Disclaimer: This is work in progress intended to consolidate information from various sources for learning purposes. For the latest information please consult the documentation (see the links below)!
Last updated: 12-Mar-2025
![]() |
Query Acceleration [2] |
[Microsoft Fabric] Query Acceleration
- {def}
- indexes and caches data landing in OneLake on the fly
- {benefit} allows to
- analyze real-time streams coming directly into Eventhouse and
- combine it with data landing in OneLake either coming from mirrored databases, Warehouses, Lakehouses or Spark [2]

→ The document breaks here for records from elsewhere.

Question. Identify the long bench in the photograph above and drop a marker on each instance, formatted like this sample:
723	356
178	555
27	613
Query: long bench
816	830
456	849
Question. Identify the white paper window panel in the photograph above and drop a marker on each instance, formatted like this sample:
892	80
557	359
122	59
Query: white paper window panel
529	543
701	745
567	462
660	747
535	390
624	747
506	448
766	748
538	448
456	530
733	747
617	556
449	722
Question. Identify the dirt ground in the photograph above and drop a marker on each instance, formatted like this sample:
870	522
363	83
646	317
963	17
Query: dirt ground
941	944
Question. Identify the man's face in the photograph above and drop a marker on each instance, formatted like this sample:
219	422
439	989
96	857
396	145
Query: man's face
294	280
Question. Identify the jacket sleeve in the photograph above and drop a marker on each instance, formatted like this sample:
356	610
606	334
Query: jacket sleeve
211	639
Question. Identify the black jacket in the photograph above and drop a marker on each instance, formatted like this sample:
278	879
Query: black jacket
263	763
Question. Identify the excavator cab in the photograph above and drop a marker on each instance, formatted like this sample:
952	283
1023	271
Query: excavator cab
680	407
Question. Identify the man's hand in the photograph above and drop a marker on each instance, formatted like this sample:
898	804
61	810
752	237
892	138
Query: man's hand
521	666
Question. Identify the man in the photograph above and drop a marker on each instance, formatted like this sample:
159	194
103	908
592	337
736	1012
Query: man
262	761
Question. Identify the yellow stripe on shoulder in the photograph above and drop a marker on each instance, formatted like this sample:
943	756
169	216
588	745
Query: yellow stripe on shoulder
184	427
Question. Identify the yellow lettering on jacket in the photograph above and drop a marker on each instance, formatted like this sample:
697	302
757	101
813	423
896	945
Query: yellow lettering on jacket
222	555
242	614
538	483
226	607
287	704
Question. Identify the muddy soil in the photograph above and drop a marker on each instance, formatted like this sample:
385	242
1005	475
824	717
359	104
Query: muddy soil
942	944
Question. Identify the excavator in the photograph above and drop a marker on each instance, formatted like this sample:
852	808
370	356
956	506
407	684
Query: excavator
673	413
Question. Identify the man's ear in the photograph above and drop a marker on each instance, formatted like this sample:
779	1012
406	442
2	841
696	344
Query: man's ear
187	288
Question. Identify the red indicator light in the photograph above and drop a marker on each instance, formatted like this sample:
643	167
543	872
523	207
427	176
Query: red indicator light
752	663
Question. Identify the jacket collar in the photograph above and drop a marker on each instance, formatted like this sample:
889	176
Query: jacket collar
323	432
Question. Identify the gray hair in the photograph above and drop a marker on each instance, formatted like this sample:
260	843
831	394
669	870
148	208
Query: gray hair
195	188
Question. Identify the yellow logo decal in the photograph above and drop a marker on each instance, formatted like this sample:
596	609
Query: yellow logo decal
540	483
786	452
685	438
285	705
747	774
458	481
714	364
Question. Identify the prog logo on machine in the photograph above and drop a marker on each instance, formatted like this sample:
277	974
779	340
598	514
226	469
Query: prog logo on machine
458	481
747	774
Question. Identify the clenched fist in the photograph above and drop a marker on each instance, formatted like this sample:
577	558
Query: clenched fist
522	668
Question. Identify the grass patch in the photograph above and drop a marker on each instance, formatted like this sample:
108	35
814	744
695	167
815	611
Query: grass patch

- ⇒ accelerate data landing in OneLake
- ⇐ including existing data and any new updates, and expect similar performance [1]
- eliminates the need to
- manage ingestion pipelines [1]
- maintain duplicate copies of data [1]
- ensures that data remains in sync without additional effort [4]
- the initial process is dependent on the size of the external table [4]
- ⇐ provides significant performance comparable to ingesting data in Eventhouse [1]
- in some cases up to 50x and beyond [2]
- ⇐ supported in Eventhouse over delta tables from OneLake shortcuts, etc. [4]
- when creating a shortcut from an Eventhouse to a OneLake delta table, users can choose if they want to accelerate the shortcut [2]
- accelerating the shortcut means equivalent ingestion into the Eventhouse: indexing, caching, other optimizations that deliver the same level of performance for accelerated shortcuts as native Eventhouse tables [2]
- all data management is done by the data writer and in the Eventhouse the accelerated table shortcut [2]
- behave like external tables, with the same limitations and capabilities [4]
- {limitation} materialized view aren't supported [1]
- {limitation} update policies aren't supported [1]
- allows specifying a policy on top of external delta tables that defines the number of days to cache data for high-performance queries [1]
- ⇐ queries run over OneLake shortcuts can be less performant than on data that is ingested directly to Eventhouses [1]
- ⇐ due to network calls to fetch data from storage, the absence of indexes, etc. [1]
- {costs} charged under OneLake Premium cache meter [2]
- ⇐ similar to native Eventhouse tables [2]
- one can control the amount of data to accelerate by configuring number of days to cache [2]
- indexing activity may also count towards CU consumption [2]
- {limitation} the number of columns in the external table can't exceed 900 [1]
- {limitation} query performance over accelerated external delta tables which have partitions may not be optimal during preview [1]
- {limitation} the feature assumes delta tables with static advanced features
- e.g. column mapping doesn't change, partitions don't change, etc
- {recommendation} to change advanced features, first disable the policy, and once the change is made, re-enable the policy [1]
- {limitation} schema changes on the delta table must also be followed with the respective .alter external delta table schema [1]
- might result in acceleration starting from scratch if there was breaking schema change [1]
- {limitation} index-based pruning isn't supported for partitions [1]
- {limitation} parquet files with a compressed size higher than 6 GB won't be cached [1]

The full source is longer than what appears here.